Forma parte del patrimonio del progreso no creer en nada, pero sí desmedidamente en la Tecnolo­gía y en la Ciencia. Pues bien, debemos resistirnos denodadamente a quedar­nos sin música y sin amor; sin dioses y sin mitos. Quizá porque, aun sin "creer" precisamente ni en el dios Tecnolo­gía ni en el dios Ciencia, así como los antiguos griegos vi­vían "como si" existiesen los dioses del Olimpo, nos con­vendría creer en toda propuesta e intuición sobre "cualquier" forma de vida después de la vida. Por eso, y por el amor que sen­timos hacia la Naturaleza, debiéramos fomentar la figura del nuevo homo religiosus, una combinación de natu­ralidad y de cos­movisión del mundo y de la vida.


XXIII La biosfera, herida de muerte

De todos modos nos encontramos en un mo­mento muy crí­tico de la vida sobre la Tierra toda. Son tantas las amenazas que se ciernen sobre ella y que acechan a la biosfera, que es muy difícil no tenerlo en cuenta por más que tratemos de ig­no­rarlo: el mismo desastre climático al que asistimos, los in­cesantes suicidios de cetáceos, los pavorosos incendios, la desaparición de la masa vegetal, día a día, lo impide. El hombre, y siempre por antono­masia el occidental, autor siempre de los mayores crímenes contra la humanidad, cree dominarlo todo y cree también controlar la propia existencia como especie viviente “superior”. Pero ha calculado mal y, o no las ha tenido en cuenta, o especula con un optimismo in­sensato so­bre las consecuencias de sus excesos. Y cuando quiera re­accionar, será tarde. La vida sobre la Tierra peligra grave­mente, y la percepción o sensación de esta amenaza blo­quea cualquier optimismo razonable. Como dice Manuel Nieto, profesor de Geología y geodinámica de la Universidad de Valencia: "La naturaleza se re­siste a ser aprehendida, y las leyes naturales que hoy conocemos son sólo relaciones causa-efecto, o reglas de aplicación. Estamos muy lejos de alcanzar la sabiduría requerida para actuar con rigor. En con­secuencia, lo que debiera haber es una re­flexión serena. Hay que parar a pensar adónde vamos y decidir los modelos de uso del territorio y de los recursos naturales. Con participa­ción y con rigor, y no con posturas apriorísticas basadas en informaciones sesgadas".
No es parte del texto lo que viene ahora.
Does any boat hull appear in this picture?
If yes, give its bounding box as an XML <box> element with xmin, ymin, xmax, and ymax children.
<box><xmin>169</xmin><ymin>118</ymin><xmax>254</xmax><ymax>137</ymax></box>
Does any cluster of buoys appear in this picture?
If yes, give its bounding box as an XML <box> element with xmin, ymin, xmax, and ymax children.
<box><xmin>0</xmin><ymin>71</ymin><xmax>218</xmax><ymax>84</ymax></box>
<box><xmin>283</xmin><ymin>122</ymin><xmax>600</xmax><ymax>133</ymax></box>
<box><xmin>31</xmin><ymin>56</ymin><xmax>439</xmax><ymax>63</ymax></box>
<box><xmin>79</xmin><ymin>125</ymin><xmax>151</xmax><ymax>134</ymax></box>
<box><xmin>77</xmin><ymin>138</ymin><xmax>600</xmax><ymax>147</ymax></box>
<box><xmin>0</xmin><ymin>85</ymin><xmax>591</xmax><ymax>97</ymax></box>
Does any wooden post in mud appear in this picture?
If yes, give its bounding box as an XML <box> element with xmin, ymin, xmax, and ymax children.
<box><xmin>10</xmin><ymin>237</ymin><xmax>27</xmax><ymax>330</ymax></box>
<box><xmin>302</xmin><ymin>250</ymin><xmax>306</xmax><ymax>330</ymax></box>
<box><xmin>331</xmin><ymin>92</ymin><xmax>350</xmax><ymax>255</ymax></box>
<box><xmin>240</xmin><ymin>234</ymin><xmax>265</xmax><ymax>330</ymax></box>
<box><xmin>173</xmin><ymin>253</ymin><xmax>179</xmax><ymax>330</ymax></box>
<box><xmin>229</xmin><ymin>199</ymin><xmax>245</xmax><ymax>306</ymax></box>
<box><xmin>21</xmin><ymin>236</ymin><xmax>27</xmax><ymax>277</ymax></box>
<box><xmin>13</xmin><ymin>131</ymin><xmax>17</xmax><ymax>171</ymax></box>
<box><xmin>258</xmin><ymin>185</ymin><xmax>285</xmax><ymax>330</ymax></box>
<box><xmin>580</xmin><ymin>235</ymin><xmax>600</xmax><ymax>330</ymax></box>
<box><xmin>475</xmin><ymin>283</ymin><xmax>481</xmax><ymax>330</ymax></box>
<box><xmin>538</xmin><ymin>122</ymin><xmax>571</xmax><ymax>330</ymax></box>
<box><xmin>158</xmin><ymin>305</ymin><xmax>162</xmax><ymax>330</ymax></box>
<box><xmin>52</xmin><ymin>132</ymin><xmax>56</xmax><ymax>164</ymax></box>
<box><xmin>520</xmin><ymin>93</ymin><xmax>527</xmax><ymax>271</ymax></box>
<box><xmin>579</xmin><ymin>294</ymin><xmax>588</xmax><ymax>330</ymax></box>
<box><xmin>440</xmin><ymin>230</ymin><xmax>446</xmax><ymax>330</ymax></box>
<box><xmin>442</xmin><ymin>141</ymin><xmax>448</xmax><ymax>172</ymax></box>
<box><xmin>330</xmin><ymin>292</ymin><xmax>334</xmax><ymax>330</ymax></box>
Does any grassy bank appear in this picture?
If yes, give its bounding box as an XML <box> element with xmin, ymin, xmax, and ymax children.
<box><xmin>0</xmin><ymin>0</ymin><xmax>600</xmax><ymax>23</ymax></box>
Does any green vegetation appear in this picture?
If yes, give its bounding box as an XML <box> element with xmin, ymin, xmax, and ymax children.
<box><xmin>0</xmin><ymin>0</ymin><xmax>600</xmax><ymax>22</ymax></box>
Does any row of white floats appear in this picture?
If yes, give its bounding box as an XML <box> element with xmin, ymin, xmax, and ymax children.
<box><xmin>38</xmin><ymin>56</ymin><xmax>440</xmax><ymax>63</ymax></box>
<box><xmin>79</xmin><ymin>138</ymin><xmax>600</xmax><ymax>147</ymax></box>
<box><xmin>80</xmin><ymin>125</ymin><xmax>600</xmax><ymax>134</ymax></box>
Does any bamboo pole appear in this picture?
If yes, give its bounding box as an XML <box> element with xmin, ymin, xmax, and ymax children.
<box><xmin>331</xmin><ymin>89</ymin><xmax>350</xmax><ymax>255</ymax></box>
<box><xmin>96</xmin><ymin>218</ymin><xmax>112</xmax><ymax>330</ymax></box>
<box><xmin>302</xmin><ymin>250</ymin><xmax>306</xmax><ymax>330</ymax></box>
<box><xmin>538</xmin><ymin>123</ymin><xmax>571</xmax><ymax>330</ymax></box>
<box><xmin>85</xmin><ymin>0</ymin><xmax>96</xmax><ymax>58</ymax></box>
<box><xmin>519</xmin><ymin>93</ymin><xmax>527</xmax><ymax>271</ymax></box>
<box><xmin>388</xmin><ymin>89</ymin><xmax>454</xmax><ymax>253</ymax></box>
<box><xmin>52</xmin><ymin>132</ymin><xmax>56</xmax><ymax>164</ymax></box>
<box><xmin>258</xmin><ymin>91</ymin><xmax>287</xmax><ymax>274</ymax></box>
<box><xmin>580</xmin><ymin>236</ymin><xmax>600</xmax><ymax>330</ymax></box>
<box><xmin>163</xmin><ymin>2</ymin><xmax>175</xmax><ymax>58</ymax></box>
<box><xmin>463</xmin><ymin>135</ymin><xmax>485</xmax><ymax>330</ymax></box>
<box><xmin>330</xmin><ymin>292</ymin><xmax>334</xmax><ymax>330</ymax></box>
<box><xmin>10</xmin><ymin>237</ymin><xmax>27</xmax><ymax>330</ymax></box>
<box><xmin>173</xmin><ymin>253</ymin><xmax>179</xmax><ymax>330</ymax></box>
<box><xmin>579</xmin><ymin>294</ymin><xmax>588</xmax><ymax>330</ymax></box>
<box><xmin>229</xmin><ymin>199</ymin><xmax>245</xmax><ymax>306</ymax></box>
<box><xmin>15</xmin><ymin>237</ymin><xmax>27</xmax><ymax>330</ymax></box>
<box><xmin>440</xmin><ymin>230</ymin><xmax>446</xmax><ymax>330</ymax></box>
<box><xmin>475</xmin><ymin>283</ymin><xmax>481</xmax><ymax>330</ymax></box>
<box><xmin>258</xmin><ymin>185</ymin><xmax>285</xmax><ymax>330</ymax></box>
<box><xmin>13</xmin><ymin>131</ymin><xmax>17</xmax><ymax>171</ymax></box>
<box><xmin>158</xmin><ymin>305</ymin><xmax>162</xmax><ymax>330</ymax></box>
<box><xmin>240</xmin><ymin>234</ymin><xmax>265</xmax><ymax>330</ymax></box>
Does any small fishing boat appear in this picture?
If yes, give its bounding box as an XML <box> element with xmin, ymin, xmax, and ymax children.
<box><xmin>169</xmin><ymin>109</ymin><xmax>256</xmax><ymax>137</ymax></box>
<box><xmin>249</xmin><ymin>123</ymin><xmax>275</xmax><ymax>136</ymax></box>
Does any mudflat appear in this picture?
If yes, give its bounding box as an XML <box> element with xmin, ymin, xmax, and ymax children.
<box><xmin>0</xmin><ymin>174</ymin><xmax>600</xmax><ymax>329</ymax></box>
El camino actual conduce al precipicio. Y es que todo tiene su orto, su cenit y su ocaso. Muchos si­glos fueron necesa­rios para preparar el progreso tecnológico alcanzado en uno. Pero es sabido que lo que la Naturaleza y la historia de la humani­dad producen después de una larga y lenta gesta­ción, el hombre siempre fue capaz de destruirlo en un solo día. Creemos que, como rigurosamente anun­cia Spengler, con la apoteosis del progreso en los inicios del siglo XXI se inicia su fase terminal, la plena decadencia de Occidente. Y que el fi­nal que se avecina, de naturaleza aún incierta, está dema­siado cercano como para no presentirlo sin nece­sidad de que se nos tilde de esotéricos. El pronós­tico que hace más de dos lustros hizo Fukuyama en su obra el Fin de la historia, lo ha maquillado con ambigüedad después en su posterior ensayo La confianza; quizá para que no cunda el desánimo o para no pasar a la Historia del futuro, si lo hay, por agorero… Pero en el otoño del 2003, ¿qué clase de con­fianza que no sea inge­nua o necia, se puede tener sobre el porvenir de la humani­dad y del planeta? ¿Milenarismo, o pru­dencia elemental, al hacer juicios de valor?

Mientras tanto, hasta que la ruina total se mani­fieste, y aun­que tampoco estamos dispuestos a re­nunciar a lo que de in­terés aportan estos tiempos ¡cómo, si se nos diera a elegir, no elegir cualquier otro siglo precedente aunque sólo fuera para poder ver el firmamento repleto de estrellas y aspirar el aire de los bosques a pleno pulmón bajo un cielo tachonado y limpio!